A fun and unique twist of pizza using Brussels sprout leaves, red onions, and goat cheese then finished with a balsamic drizzle!
- 1/2 pound Brussels sprouts
- 2 teaspoons olive oil
- 1/8 teaspoon salt
- 1/8 teaspoon black pepper
- 1 recipe or pre-made pizza dough room temperature
- 1 tablespoon olive oil
- 1/4 cup sliced red onion
- 4 ounces mozzarella cheese shredded
- 1/3 cup grated vegetarian parmesan cheese
- 2 ounces goat cheese
- 1/2 cup balsamic vinegar
Preheat oven to 400˚F with a pizza stone on the lower rack. Trim the ends from the Brussels sprouts and remove the leaves, spreading them along with the core of the Brussels, out on a sheet tray covered with parchment.
Drizzle with olive oil, salt, and pepper. Toss until the Brussels sprouts are well coated. Roast until leaves begin to crisp, 12 to 15 minutes. Increase the oven heat to 500˚F.
On a surface lightly dusted with cornmeal, roll the pizza dough out until it’s roughly 1/4” thick. Brush with olive oil and top with 3/4 of the Brussels sprouts, onion, and shredded cheese. Bake for 10 to 12 minutes or until the crust is golden and the cheese has melted.
While the pizza is baking, place the balsamic vinegar in a small sauce pan. Heat over medium heat until the vinegar has reduced by half, 8 to 10 minutes.
Finish the pizza with the remaining Brussels sprouts, sprinkle of goat cheese, and a drizzle of the balsamic reduction.
Tips & Tricks: If trying to save time, don't pre-roast the Brussels sprouts. Spread the fresh leaves on the pizza. The leaves will still crisp!
Look for premade pizza dough in the cooler or freezer section of your local grocery store.
Brussels Sprout Pizza
I know it can seem strange at first mixing up pizza toppings. One of my favorite things to do is find pizza places that are experimenting with different flavors/toppings. I’ve found that even the weirdest of combinations, in the right hands, can make for an awesome pizza.
Brassicas: I love this pizza with many different vegetables! Broccoli, cauliflower, or even kale would work great in place of the Brussels sprouts. I recommend roasting the broccoli or cauliflower before adding to the pizza.

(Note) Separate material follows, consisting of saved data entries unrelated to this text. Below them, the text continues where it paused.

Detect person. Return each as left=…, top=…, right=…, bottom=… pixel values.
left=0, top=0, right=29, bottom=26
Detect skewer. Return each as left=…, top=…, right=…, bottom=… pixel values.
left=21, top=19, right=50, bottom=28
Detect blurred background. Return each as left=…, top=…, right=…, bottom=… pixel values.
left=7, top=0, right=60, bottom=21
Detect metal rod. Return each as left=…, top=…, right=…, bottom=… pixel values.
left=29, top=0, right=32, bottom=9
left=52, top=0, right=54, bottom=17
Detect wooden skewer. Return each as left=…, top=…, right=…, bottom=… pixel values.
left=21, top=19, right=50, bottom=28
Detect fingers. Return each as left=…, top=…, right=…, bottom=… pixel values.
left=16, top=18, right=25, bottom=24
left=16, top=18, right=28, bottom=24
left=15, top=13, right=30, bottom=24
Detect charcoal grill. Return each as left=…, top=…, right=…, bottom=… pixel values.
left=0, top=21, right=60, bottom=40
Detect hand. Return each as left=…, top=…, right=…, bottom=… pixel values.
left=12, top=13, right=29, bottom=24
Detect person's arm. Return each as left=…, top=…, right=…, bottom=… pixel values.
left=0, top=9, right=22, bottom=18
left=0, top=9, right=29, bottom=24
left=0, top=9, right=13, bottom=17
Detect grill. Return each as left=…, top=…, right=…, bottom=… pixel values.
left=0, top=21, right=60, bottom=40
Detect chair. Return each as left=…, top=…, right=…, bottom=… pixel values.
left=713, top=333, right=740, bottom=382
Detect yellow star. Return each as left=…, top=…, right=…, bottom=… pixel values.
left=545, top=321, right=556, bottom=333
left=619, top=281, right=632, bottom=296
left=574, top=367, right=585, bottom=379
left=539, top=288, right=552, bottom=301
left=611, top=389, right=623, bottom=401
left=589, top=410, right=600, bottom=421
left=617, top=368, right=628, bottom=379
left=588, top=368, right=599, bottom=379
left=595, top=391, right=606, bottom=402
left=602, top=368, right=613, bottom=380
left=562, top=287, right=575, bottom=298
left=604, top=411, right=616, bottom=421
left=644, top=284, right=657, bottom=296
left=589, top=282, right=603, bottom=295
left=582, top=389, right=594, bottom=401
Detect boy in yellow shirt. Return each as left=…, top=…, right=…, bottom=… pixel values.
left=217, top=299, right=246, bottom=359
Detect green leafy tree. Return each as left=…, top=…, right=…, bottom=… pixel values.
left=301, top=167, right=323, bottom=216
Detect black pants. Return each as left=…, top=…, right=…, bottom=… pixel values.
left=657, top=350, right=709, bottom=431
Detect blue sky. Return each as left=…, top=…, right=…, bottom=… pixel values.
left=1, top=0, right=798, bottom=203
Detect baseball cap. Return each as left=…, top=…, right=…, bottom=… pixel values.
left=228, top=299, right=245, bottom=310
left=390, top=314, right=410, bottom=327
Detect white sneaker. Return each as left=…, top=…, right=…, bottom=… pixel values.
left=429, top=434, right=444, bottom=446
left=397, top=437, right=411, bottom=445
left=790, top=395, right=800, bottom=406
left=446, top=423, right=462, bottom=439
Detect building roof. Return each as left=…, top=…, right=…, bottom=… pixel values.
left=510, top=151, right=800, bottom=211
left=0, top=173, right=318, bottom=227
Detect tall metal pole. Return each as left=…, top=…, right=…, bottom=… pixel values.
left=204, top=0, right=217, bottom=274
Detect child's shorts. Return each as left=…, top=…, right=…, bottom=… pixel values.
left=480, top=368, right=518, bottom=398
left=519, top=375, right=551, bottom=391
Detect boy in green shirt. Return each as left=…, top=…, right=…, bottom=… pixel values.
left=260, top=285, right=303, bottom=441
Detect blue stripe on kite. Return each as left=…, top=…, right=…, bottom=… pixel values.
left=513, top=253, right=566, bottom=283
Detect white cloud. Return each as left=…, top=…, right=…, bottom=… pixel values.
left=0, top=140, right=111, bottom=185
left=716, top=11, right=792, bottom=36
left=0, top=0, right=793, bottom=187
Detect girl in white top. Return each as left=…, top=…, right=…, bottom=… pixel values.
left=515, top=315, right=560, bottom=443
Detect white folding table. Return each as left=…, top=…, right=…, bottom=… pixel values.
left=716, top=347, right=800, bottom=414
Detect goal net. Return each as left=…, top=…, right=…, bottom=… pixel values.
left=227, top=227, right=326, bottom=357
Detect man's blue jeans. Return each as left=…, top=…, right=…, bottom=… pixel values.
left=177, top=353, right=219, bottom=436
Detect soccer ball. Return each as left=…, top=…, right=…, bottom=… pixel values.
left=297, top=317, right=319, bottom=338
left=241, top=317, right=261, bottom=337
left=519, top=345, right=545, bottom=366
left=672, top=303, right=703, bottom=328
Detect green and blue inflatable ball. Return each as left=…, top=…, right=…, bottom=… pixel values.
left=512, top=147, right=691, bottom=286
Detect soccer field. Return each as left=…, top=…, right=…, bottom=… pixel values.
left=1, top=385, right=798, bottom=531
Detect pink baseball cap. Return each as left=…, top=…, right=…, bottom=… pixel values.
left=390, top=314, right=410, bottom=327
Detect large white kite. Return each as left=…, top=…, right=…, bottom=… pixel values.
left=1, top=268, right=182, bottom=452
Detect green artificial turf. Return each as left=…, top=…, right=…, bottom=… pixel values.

Cheese: Try smoked mozzarella, gouda, or fontina for different flavors of cheese.
Gluten-free: Try your hand at a homemade gluten-free pizza dough.
As mentioned above, I’m all about Brussels sprouts right now. There’s not much I won’t do with a Brussels sprout, as evidence by the recipes below and this Brussels sprout pizza. Look for Brussels sprouts that have a good green color and have a firmness when pressed. If you can find them, Brussels sprouts sold on stalks can be a good indication of freshness.